Boynu hafif sağa eğik, ayakları kapıya bakıyordu. Kollarını masaya koymuş, elleriyle önünde ki kül tablasıyla oynuyordu. Kaşlarını hafif yukarı kaldırmış şaşırmak ve tedirgin olmak arasında bir duruş sergiliyordu. Bu oturuşun karşısında onu nasıl okuyacağını henüz çözememişti. Çünkü biliyordu ki bukelemunlar algıyı arttırabilmek için kafasını sağa veya sola yatırırlardı ama aynı zamanda ayakları kapıya doğru dönmüştü, bu da onun uzaklaşmak istediğini gösteriyordu. Yalan söylemek için hazırlanıyor ya da gerçekten söylenenleri çok iyi anlıyor ve tehdit olarak algılıyordu. Kendisini de korumak için kül tablasını önüne bariyer olarak koyuyordu.
Kadın yıllarını vermiş olduğu yol arkadaşının kendisine işlemiş olduğu büyük haksızlıkları daha fazla çekmek istemediğini farketti. Ona ne kadar çok yaşattığını, ondan artık nefret ettiğini, onu sevdiği için pişman olduğunu ve bunca şeye rağmen onunla hala medeni şekilde konuştuğu için çok şanslı olduğunu söyledi ve ekledi:
“Başkası olsa çoktan yüzüne bakmadan seni hayatından çıkarmıştı.”

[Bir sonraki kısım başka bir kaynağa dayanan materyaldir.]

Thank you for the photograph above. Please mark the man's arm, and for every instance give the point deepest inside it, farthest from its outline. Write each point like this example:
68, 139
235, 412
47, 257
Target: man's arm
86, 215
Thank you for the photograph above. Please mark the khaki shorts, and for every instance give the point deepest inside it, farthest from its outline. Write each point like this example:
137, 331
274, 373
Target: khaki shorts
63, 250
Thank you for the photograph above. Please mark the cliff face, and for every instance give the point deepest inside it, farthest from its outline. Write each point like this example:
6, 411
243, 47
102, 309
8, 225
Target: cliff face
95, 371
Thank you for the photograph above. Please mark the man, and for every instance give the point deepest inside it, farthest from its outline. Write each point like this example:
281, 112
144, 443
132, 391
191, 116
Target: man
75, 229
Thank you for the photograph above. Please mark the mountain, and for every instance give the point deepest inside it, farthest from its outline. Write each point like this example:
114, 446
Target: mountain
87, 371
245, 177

İçindekileri iyice döktükten sonra konuşmasına izin verdiğini belli ederek arkasına yaslandı ve ellerini birbirine bağladı. Artık vücut dilini okuması için bir sebep kalmamıştı çünkü herşeyi söylemişti içinden geçen. Sıra ondaydı ve bunca vicdan azabından nasıl kurtulmaya çalışacağını merak ediyordu.
Bir an için etrafın sessizleştiğini farketti. Kendisi için söylenecek söz kalmaması etrafı değersizleştirmiş, ne yaşandığı önemsiz bir hale gelmişti. Ama aldığı tepki beklediği gibi değildi. Karşısında sanki onu hiç dinlememiş birisi vardı, masaya doğru eğilip sigara yakışını izledi ve şu sözleri duydu:
“Özür dilerim, ama vicdan azabı çekmiyorum. Yaptıklarımı telafi etmek için mücadele vermeye razıyım ama bunun yolu yok demek için benimle konuşmak istedin. Sanırım başkası olsaydı bunların üstüne çok düşünmez, umursamaz ve giderdi. Tıpkı senin yapmak için geldiğin sebep gibi, tek farkı sen bu durum içerisinde sadece acımı görmeye geldin. Bu seni benden daha kötü biri yapar, bu yüzden o başkası ben olmalıyım.İstediğin zaman ulaşabileceğini biliyorsun…”
Masada tek başına tüm siniri ve şaşkınlığıyla kala kaldı. İçinden kalkıp gitmek ve arkasından yetişmek geçiyordu ama diyeceği tek bir kelime bile aklına gelmiyordu. Evine gitti ve olanları düşünüp sindirmek için kendisine zaman tanıdı. Aklına takılan en önemli soruyu çözmesi gerekiyordu.
Neden bu kadar haklı olduğu halde vicdan azabı çektiğini?
Uzun bir bekleyiş ve aç karnına neredeyse bir paket sigaranın ardından cevabı en aptalca yolda buldu. Onu aramaya karar verdi.
Telefon çaldı ve tek seferde açıldı. Kadın kendini yeterince hazırlamıştı ve sadece: “Anlamıyorum” dedi. “Nasıl böyle cevapsız ve yarım bırakabildin beni?”
Aldığı cevap ise hayatını özetler nitelikteydi:
“Tüm bu gereksiz konuşmaları, yalan duyguları, alışılmış fikirleri ve tepkileri bir kenara bırakırsak ben senden ibaretim. Çektiğin pişmanlıklar ve üzüntüleri beraber yaşadık. Bana olan kızgınlığın kendinden geliyor. Benim sana yaptıklarım artık bize daha fazla zarar vermemen için. Dün bileklerini kestin çünkü biz böyle istedik. Beraber doğduk ve beraber öleceğiz. Diğerleri öğrenmeden bunu bitirmeliyiz. Şimdi lütfen telefonu kapat çünkü zaten aynanın içinden sana seslenen benim.”